First: Due to some holdouts and possibly a couple of lost invitations, we are still on the lookout for more members. Any recommendations would be much appreciated. Really, anybody who you think might send a billion US dollars to a Qatari bank for access to the Chairman of the Board will do. And we want real strong Peace daddies too. Like Thanos. That's a good idea, actually. I'll write that down: Thanos.

And before you suggest those jackasses from SPECTRE, just know that we’ve already asked them so stop putting their names forward.

Of course, any member recommendations that you make who end up joining will increase your prestige here at the Board, which will provide you with extra perks, and before you accuse us of running a pyramid scheme, I'd like to remind you to shut the hell up.

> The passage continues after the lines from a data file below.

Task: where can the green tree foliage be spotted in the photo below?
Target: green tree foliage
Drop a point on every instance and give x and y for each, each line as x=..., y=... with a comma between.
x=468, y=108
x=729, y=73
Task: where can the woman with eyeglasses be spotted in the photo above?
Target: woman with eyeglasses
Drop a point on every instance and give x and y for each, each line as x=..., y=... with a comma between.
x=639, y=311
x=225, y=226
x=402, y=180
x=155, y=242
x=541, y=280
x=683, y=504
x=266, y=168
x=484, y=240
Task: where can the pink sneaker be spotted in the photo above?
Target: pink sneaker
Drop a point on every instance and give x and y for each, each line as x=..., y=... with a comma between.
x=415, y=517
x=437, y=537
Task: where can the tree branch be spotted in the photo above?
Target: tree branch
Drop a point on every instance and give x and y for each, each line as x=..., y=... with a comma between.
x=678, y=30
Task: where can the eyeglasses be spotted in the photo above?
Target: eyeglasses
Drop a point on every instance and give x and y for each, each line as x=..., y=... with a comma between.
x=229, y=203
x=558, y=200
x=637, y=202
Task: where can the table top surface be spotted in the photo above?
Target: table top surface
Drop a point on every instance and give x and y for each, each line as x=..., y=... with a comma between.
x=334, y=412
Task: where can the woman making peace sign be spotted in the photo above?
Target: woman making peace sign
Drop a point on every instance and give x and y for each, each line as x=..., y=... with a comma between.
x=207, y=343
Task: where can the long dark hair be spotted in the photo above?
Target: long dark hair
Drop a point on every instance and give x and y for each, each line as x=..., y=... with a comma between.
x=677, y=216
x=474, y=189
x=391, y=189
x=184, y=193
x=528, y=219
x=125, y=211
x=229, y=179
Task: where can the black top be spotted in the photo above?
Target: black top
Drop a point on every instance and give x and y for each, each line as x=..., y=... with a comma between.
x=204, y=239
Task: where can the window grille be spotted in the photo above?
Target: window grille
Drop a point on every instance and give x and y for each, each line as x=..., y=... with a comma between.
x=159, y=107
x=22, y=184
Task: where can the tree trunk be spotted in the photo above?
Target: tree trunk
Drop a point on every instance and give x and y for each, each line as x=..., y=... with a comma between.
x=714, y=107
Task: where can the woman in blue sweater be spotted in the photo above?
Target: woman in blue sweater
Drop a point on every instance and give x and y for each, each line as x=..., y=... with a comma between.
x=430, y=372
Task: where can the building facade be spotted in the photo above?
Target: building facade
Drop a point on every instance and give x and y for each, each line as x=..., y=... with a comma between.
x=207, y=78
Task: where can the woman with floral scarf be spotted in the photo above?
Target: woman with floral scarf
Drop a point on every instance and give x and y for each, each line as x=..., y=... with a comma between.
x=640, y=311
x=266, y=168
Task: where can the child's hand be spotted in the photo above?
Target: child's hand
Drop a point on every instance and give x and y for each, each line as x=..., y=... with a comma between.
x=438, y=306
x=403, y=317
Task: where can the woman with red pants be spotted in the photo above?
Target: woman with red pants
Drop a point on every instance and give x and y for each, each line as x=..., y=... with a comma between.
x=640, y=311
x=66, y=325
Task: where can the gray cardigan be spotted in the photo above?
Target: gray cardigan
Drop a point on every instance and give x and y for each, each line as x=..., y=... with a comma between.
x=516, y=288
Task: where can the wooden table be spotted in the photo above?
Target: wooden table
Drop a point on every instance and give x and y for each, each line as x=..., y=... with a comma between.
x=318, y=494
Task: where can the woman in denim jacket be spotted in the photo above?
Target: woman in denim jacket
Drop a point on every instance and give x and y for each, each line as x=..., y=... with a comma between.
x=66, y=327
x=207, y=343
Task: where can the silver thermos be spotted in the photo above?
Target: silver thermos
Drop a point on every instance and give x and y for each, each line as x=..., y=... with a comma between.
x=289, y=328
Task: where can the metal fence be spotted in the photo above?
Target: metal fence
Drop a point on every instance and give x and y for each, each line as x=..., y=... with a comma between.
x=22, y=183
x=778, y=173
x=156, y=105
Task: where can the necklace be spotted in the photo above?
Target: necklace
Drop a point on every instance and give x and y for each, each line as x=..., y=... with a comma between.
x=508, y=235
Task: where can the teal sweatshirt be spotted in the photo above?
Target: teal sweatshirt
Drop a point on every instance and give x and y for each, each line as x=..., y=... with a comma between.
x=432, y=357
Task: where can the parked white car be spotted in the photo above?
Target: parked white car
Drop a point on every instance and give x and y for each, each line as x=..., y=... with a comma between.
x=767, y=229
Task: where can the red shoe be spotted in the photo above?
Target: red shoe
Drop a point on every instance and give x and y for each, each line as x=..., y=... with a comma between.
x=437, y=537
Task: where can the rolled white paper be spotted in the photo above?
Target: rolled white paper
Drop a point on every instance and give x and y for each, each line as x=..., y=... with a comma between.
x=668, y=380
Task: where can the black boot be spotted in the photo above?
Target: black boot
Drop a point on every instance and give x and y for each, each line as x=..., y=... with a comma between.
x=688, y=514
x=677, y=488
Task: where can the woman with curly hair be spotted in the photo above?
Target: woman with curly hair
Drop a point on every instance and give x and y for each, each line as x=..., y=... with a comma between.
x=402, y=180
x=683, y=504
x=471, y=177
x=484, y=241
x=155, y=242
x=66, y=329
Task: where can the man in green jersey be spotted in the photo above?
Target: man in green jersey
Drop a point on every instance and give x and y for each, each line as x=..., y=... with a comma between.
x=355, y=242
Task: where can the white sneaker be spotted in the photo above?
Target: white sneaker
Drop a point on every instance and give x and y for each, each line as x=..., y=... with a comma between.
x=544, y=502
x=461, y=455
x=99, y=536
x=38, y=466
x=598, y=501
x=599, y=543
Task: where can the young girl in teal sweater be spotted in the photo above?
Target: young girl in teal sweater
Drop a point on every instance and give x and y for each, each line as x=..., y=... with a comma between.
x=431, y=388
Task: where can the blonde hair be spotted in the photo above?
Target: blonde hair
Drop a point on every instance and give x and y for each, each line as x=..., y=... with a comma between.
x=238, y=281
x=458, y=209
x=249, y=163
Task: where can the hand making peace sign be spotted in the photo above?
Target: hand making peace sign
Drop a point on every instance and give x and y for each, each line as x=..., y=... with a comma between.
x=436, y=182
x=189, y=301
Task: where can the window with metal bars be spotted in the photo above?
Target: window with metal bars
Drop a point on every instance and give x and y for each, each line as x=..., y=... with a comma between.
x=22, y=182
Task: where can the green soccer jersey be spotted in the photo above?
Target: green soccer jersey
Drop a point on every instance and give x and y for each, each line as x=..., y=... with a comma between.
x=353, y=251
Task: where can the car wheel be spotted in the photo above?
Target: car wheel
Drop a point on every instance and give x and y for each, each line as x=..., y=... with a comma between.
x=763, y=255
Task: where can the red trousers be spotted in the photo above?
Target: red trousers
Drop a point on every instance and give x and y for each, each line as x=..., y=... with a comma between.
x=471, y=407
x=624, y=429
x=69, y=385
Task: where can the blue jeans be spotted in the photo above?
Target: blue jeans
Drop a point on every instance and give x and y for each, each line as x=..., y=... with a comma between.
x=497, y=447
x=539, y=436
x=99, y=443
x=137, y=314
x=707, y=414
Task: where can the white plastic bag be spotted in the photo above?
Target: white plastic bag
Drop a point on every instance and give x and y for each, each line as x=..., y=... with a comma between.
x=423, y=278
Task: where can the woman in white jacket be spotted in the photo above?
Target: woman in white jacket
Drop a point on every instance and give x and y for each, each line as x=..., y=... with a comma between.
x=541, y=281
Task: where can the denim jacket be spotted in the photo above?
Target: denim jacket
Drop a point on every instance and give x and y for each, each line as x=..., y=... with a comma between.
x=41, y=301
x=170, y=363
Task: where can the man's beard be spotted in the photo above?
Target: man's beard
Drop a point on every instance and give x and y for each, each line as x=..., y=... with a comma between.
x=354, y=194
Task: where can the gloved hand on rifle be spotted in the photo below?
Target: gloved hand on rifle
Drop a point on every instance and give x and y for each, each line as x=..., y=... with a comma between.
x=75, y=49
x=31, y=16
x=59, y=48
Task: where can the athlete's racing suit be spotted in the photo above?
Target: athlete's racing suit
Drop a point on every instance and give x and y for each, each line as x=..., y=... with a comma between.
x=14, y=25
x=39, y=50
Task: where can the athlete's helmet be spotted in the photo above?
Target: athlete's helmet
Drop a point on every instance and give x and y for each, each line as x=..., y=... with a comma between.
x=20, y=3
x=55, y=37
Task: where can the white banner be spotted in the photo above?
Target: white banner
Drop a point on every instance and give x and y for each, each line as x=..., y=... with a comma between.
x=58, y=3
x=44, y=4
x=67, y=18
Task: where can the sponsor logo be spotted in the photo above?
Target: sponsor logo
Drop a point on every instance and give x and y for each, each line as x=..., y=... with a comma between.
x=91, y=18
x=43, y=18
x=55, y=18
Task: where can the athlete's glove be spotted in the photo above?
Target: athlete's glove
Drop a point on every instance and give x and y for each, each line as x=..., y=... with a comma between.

Second and speaking of perks: for those of you enjoying the Board of Peace, just know that we’re rolling out another level above the top level - the Board of Peace Platinum Executive Level Board of Peace, which has all of the benefits of the Board of Peace but also MORE.

And I’m looking at this sheet of paper for more information on the added benefits and I’m not seeing anything other than the word “More” so, uh, maybe there will be more details at a later date.

Third: don’t forget about those hats, t-shirts, ties, lapel pins and banana hammocks on sale in the lobby. Nothing says “actually, we’re the good guys now” quite like a commemorative coffee cup that says “Bored - of Peace.”

Finally, don’t forget to save your stamina for “Peace Board-a-palooza” tonight, which for those of you who are unfamiliar is an Eyes Wide Shut-style orgy. Because of course. Everyone’s going to be there. Right, Skeletor?

[Delegate from Snake Mountain awkwardly adjusts his purple loin cloth again.]

RUBIO: Suck on that, United Nations Security Council.